The documentation for LOAD DATA INFILE says:
"Interpret occurrences of tab, newline, or “\” preceded by “\” as literal characters that are part of field values."

It says nothing about replacing '\b', or other simple letters after a backslash.

-------------

Using LOAD DATA INFILE to import text that has \b in it causes corruption of the text loaded in the database.

In Query Browser, the \b is replaced by ASCII 08, which is the backspace character.

This text
'a\ble'
is transformed to ASCII binary:
61 08 6b 65

To avoid this problem, either the original text must be transformed (\b to \\b) or the escape character changed. 

How to repeat:
create a text file with these three lines:
one
a\ble
t\wo

CREATE TABLE  testbackslash (`word` varchar(20) NOT NULL) ENGINE=MyISAM;

LOAD DATA INFILE 'C:/temp/test.txt'
INTO TABLE testbackslash
LINES TERMINATED BY '\r\n';

SELECT * FROM testbackslash;

Suggested fix:
Either warn us in the LOAD DATA INFILE documentation that any occurrence of \b (and I'm not sure what other characters) will not result in '\b' in the database or change the functionality.
[4 Feb 2010 17:25] Valeriy Kravchuk
Our manual (http://dev.mysql.com/doc/refman/5.1/en/load-data.html) clearly describe \b as a special case:

"Some two-character sequences that are exceptions, where the first character is the escape character. These sequences are shown in the following table (using “\” for the escape character). The rules for NULL  handling are described later in this section.
\0 	An ASCII NUL (0x00) character
\b 	A backspace character"
...

Please, check.
[4 Feb 2010 17:59] Miguel K
Thanks.  Sorry I overlooked it.

Maybe we can keep others from being confused by editing this line in the summary further up the page:
"Interpret occurrences of tab, newline, or “\” preceded by “\” as literal characters that are part of field values. "

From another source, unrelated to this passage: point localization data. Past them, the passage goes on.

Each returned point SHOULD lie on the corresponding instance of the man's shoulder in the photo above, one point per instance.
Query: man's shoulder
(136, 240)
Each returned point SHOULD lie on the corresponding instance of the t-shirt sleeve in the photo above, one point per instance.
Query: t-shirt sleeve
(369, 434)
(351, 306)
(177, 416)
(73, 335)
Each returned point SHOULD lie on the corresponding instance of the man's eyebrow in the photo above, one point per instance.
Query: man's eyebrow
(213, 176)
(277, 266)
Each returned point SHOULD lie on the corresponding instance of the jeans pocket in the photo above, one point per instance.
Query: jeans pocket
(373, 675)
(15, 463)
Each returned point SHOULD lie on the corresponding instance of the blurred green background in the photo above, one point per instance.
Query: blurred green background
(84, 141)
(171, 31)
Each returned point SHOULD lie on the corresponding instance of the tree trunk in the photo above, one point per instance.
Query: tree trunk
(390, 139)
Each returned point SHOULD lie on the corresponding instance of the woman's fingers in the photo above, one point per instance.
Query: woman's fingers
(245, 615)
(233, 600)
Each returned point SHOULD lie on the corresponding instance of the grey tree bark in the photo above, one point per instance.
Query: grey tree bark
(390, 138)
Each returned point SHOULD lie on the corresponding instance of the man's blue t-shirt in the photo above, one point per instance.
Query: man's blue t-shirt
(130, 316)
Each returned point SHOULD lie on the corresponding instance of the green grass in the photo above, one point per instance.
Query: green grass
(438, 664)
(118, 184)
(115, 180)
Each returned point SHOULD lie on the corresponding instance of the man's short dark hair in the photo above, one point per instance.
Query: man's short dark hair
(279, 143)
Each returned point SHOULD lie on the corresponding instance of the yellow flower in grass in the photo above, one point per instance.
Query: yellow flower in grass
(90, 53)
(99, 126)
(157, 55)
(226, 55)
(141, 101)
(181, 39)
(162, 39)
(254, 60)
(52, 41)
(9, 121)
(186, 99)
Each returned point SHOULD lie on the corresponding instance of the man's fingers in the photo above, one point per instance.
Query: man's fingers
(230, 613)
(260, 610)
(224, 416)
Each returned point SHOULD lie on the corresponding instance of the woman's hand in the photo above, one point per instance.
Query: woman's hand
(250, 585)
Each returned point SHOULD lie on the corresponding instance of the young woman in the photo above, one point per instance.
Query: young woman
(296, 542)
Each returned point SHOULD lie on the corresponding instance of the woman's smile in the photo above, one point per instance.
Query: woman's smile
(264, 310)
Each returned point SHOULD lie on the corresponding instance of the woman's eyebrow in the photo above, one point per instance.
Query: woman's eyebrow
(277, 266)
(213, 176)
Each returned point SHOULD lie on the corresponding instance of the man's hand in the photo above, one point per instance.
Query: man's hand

This suggested replacement isn't that good, but maybe something like:
“\” before tab, newline and some letters will have special meaning

By leaving it ambiguous like my new sentence, people will know to keep looking for more info elsewhere.  I saw the current text and took the information literally to mean that \b was not a special case.

Cheers
[4 Feb 2010 18:16] Valeriy Kravchuk
OK. Maybe our Documentation team will invent some better text to warn users about other special character sequences starting with \.
[5 Feb 2010 17:32] Paul DuBois
Thank you for your bug report. This issue has been addressed in the documentation. The updated documentation will appear on our website shortly, and will be included in the next release of the relevant products.

Updated text:

Interpret characters preceded by the escape character "\" as escape
sequences. For example, "\t", "\n", and "\\" signify tab, newline,
and backslash, respectively. See the discussion of FIELDS ESCAPED BY
later for the full list of escape sequences.